The budget could also be pressured by a supplemental PERS program, or irrevocable trust, reserved for as many as 43 upper-management employees, according to Tim.

“I think if you give for one, you give for all,” he said. “There should be no special treatment, I don’t care who you are in the city.”

That’s why Tim is so intent on seeing the results of the comp study. “It’s going to be an eye-opener,” he said. “We spend 9.3 percent of our budget on pensions. That’s not bad, but it could be better.”

Tim said the entire budget process has to be made as transparent as possible because there is simply too much at stake. He believes the coming of the Gold Line will only increase the demand for more public services, so if the budget runs a deficit, he doesn’t want citizens to be asked to pick up the tab.

“Young families and seniors, they need to be protected,” Tim said. “We have eight mobile home communities here and Hillcrest. If we have to go to them for increases, what’s it going to do those people? In those parks, they are on a fixed income.

“So it’s that snowball that keeps getting bigger and bigger, and we’ve got to stop it. Frankly, we’re not ready. We have to make sure we are fiscally sound.”

Police and fire typically account for the largest part of any city budget, and La Verne is no different.

“I love our fire and police,” Tim said. “But if it comes to a juncture where we are really having difficulty in paying for these services, we need to sit down with our community and discuss this.
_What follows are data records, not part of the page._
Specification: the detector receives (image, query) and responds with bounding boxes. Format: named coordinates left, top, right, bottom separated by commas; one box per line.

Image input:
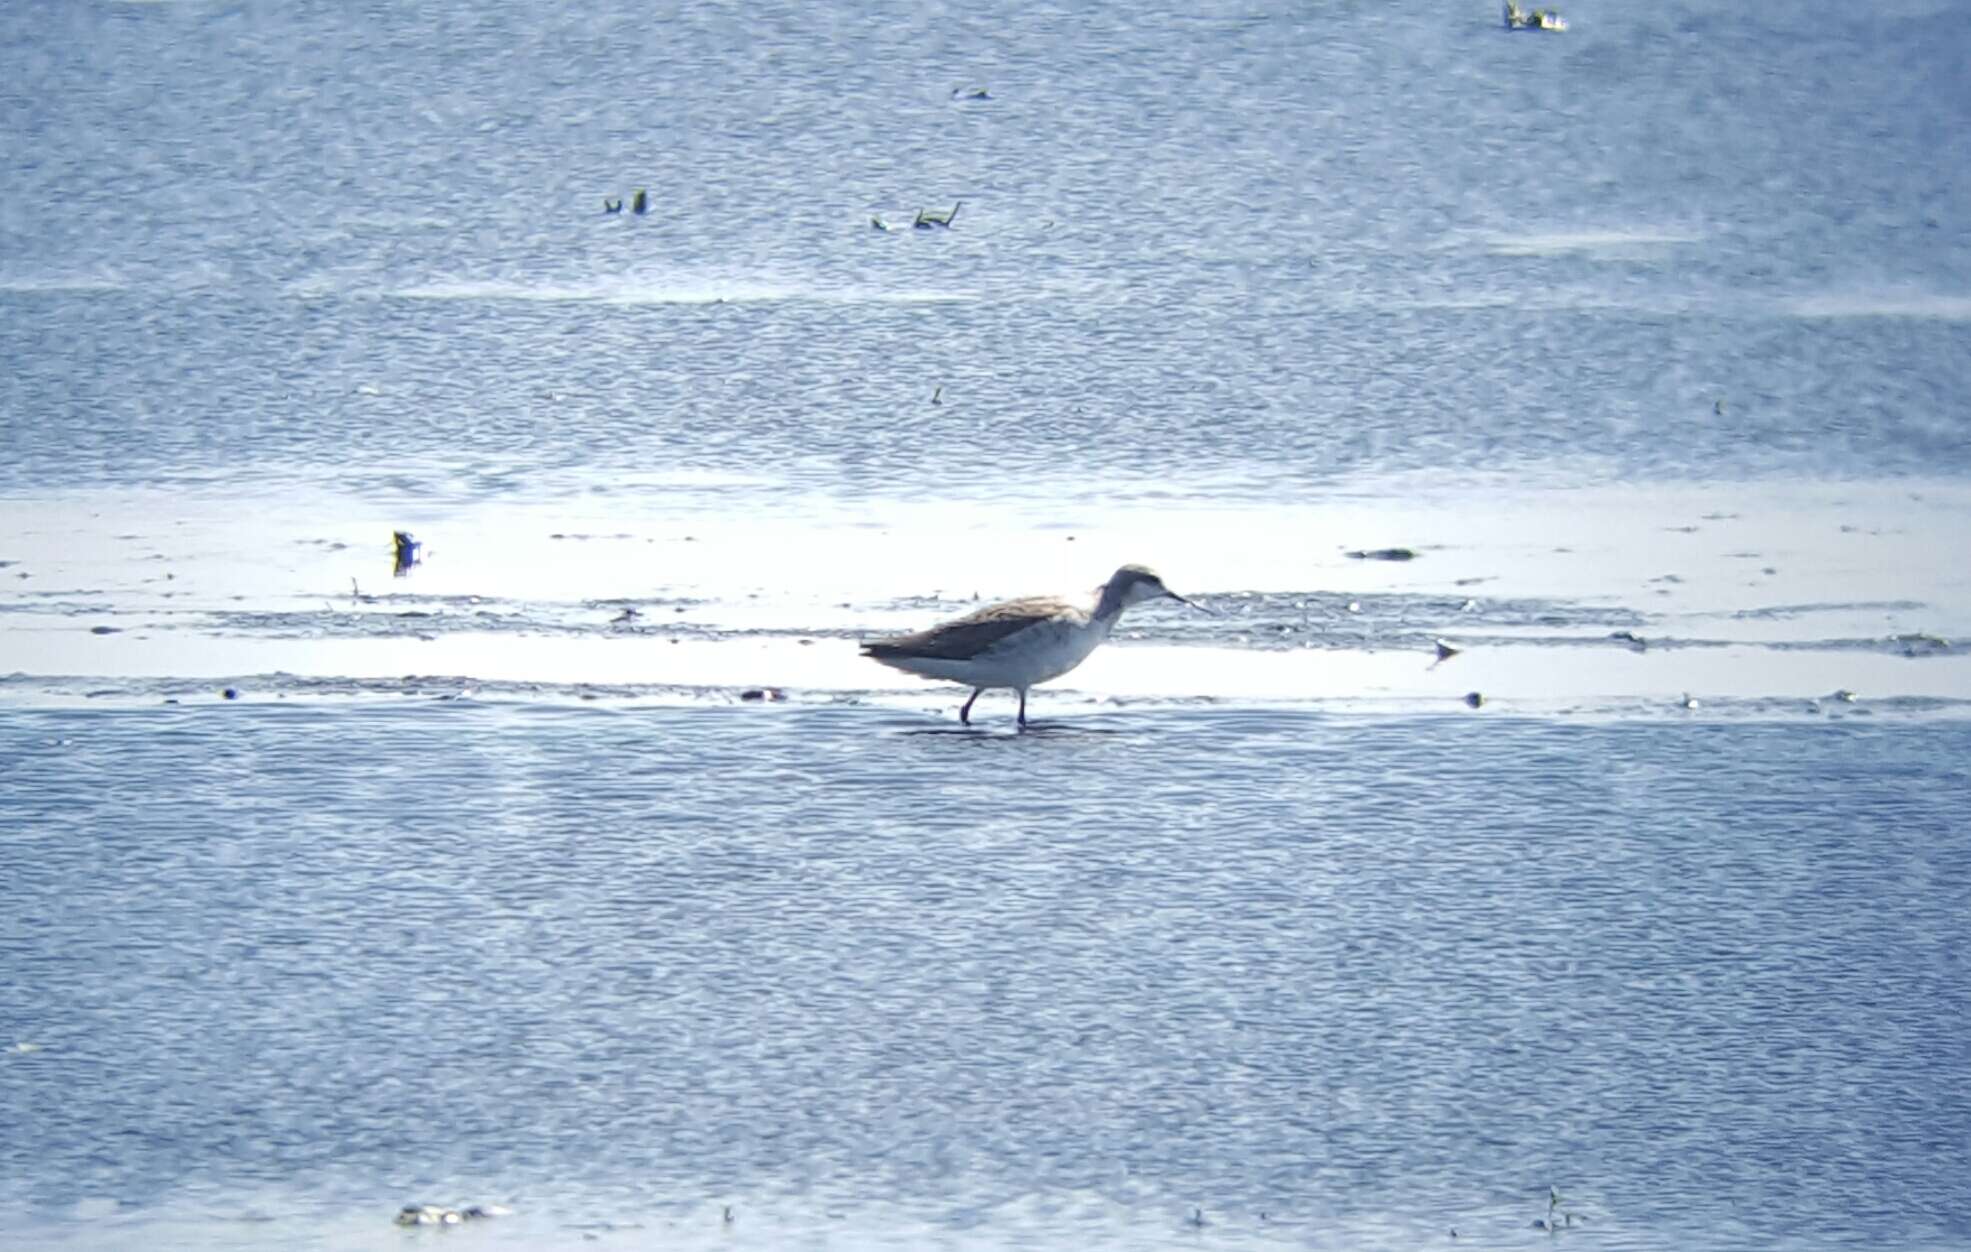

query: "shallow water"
left=4, top=704, right=1971, bottom=1251
left=7, top=0, right=1971, bottom=502
left=5, top=0, right=1971, bottom=1248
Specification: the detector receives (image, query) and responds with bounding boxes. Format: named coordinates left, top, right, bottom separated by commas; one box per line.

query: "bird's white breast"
left=971, top=614, right=1112, bottom=688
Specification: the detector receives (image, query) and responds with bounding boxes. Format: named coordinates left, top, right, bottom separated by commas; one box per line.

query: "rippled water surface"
left=6, top=0, right=1971, bottom=499
left=5, top=0, right=1971, bottom=1247
left=4, top=705, right=1970, bottom=1251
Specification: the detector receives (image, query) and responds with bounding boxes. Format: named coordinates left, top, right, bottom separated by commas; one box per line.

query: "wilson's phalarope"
left=861, top=564, right=1203, bottom=726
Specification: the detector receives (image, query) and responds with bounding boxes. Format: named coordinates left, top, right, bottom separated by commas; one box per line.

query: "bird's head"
left=1104, top=564, right=1206, bottom=612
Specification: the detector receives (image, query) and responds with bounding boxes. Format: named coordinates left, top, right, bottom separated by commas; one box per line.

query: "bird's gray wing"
left=861, top=597, right=1073, bottom=661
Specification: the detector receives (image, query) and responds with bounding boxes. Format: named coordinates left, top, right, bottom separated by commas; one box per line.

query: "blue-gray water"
left=5, top=0, right=1971, bottom=1248
left=5, top=705, right=1971, bottom=1251
left=6, top=0, right=1970, bottom=499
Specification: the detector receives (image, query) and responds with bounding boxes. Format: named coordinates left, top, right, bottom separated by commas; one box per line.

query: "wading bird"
left=861, top=564, right=1204, bottom=726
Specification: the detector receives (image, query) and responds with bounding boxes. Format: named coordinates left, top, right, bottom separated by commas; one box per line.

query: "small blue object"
left=393, top=530, right=422, bottom=576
“I just want to repeat, however, that I don’t believe we will go to a county model. I want to keep our fire and police.”

Speaking Out

Tim believes he has earned the right to speak out. “I’m a resident here, I raised my kids here,” he said.

For years, he was flipping burgers for the Bonita Boosters, not to mention being the group’s president. He’s sat or chaired various athletic committees, and is a Jim Scranton award winner and Founders Award recipient for community service.

He also knows what can happen when he and his fellow La Verne residents don’t speak out.

In particular, he used his voice as a resident and councilman to help fight and stop the Marshall Canyon/Sierra La Verne land swap.

“The trouble is, had it become a signed deal, try to unravel that,” he said. “You have to stand up and stop it before it happens.”

Tim wants to encourage even greater involvement and activism on the part of residents, the kind of participation that was seen en masse at the recent White Avenue street striping and widening controversy. That’s when he thinks La Verne is at its best. “We have such a great group of people in our community,” he added. “They’re brilliant. Their potential is untapped.”

The growing Hepburn family.

The Future

To encourage their participation, he wants to see podcasts of city council meetings. “I love technology,” Tim added. “Today, you can reach thousands of people within minutes.”

With buy-in from residents and businesses, he wants to see more family-oriented, multi-generational retail establishments that invite an “open atmosphere where you can say hi to people when you’re eating,” along the lines of an Encinitas or Carlsbad in north San Diego County. “Honestly, that makes me happy.”

Proper planning will help keep more tax revenues at home, Tim noted, adding that $9 billion of retail dollars will be up for grabs along the Gold Line route from Azusa to Montclair.

“I’m in retail,” Tim added. “I know how it works. Build it, and they will come, but build it to what people want. I don’t want out our tax dollars bleeding out to other communities.”

Right now, there are thickets of competing mayoral signs littering the town. Is a particular neighborhood in play Kendrick Country or Tim Territory?

“Signs don’t vote, people do,” Tim was quick to point out. “I’m selling myself, but I’ve already sold myself. Our community knows who I am. Whether they agree with me or not, they know I will tell the truth.”

Then Tim returned to one of his main campaign themes: “Serving is not a right, but a privilege,” he said. “If you come into public office, you are a steward of the community. That said, I’m not happy with what’s going on. I want to make a change.”

A firebrand for change? Maybe that’s too dramatic a description, but no doubt Tim is asking his fellow residents to feel the burn.